The highlight of the event, awards from Owensboro Public Schools Foundation, were presented by Foundation Chairperson Michael Moore. The following grants were awarded to OPS teacher and staff:
Estes Elementary School – $633.34 for Conscious Discipline, Special Education – Nikki Simpson, teacher
Estes Elementary School – $699.30 for Conscious Discipline, Early Learning Academy – Melissa Seaton, teacher
Estes Elementary School – $1,500 for Owensboro Kids Magazine – Faith Harralson and Lauren Magill, teachers
Foust Elementary School – $1,000 for Foust Store Economy – Melissa Stahler, teacher
Foust Elementary School – $1,500 for Success with Series Reading – Adrianne Condray, teacher
Newton Parrish Elementary School – $435.80 for 60 Recorder Instruments and Music Books – Elizabeth Tullis, teacher
Cravens Elementary School – $1,000 for EdMark Reading Program, Special Education – Ashley Jaiswal, teacher
Cravens Elementary School – $600 for PAWS Club Mentor Project – Emily Brown and Ann-Michael Hamilton, teachers
Sutton Elementary School – $2,000 for Kindergarten STEM Projects – Crystal Richards, Tiffany Hoffman, Mary Booth and Susan Bratcher, teachers
Owensboro High School – $500 for Snack Shack, Special Education – Amy Harper, teacher
Owensboro High School – $500 for Early Childhood Education Pathways – Jennifer Busse, teacher
Owensboro High School – $1,500 for College Readiness Opportunities – Monica Rice and Michelle Mayfield, teachers
Cravens Elementary School – $250 for Instructional Supplies and Programs
Estes Elementary School – $250 for Instructional Supplies and Programs
Foust Elementary School – $250 for Instructional Supplies and Programs
Newton Parrish Elem. School – $250 for Instructional Supplies and Programs
Sutton Elementary School – $250 for Instructional Supplies and Programs
Hager Preschool – $250 for Instructional Supplies and Programs
Owensboro Middle School South – $250 for Instructional Supplies and Programs
Owensboro Middle School North – $250 for Instructional Supplies and Programs
Owensboro Innovation Academy – $125 for Instructional Supplies and Programs
Gateway Academy – $125 for Instructional Supplies and Programs
Owensboro High School – $500 for Instructional Supplies and Programs
220 OPS employees donated over $14,000 to the Foundation during school year 2017-2018. This includes contributions from teachers, aides and administrators, as well as many cafeteria, maintenance, and office employees – most from regular payroll deductions. The Foundation Board of Trustees votes to give back at least the same amount, if not more, that employees have donated in the form of innovative mini-grants to each school on a yearly basis. The OPS district has 30% employee participation in Foundation contributions which is a very high rate for K-12 schools, according to the National School Foundation Association.

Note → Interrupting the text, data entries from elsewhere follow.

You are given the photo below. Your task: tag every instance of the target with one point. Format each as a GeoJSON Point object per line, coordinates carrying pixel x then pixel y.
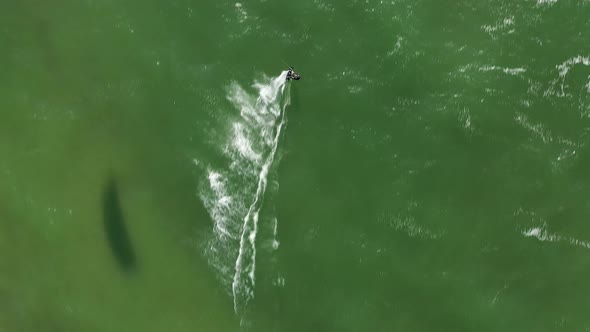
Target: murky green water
{"type": "Point", "coordinates": [429, 172]}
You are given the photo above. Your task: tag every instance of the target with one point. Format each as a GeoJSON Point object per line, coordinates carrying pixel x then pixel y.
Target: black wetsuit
{"type": "Point", "coordinates": [291, 75]}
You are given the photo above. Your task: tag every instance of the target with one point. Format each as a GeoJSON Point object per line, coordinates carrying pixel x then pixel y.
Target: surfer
{"type": "Point", "coordinates": [292, 75]}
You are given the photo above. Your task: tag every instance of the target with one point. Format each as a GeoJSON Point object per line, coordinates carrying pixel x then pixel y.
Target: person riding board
{"type": "Point", "coordinates": [292, 75]}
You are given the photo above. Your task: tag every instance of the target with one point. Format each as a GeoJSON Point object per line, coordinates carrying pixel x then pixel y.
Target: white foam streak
{"type": "Point", "coordinates": [541, 234]}
{"type": "Point", "coordinates": [235, 195]}
{"type": "Point", "coordinates": [242, 292]}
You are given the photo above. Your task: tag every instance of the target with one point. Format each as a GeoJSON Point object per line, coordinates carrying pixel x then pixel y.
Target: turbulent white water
{"type": "Point", "coordinates": [235, 193]}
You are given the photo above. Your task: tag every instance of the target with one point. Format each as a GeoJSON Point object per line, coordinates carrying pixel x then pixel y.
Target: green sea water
{"type": "Point", "coordinates": [430, 172]}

Superintendent Dr. Nick Brake closed the ceremony, noting four significant changes to OPS for the upcoming school year. After starting online registration for the 2018-2019 school year, OPS has seen 94 percent of students registered, which Brake says is “unfathomable,” and matches where the district was by the third day of the previous year. All-day preschool will begin at Hager Preschool and at OPS newest facility, Seven Hills Preschool. This year will mark the first graduating class of the Owensboro Innovation Academy and Brake says a middle school level program is in the planning stages. Lastly, Brake said the biggest change, moving fifth grade students to the elementary school, has been well received across the community and will be a good foundation for next year when sixth grade students move to the middle school.
Brake ended the day by promising to safeguard teachers and to build and advocate for public education both in Owensboro and across the Commonwealth. He challenged the crowd to “let compassion be the driving force” behind each interaction with OPS students this year.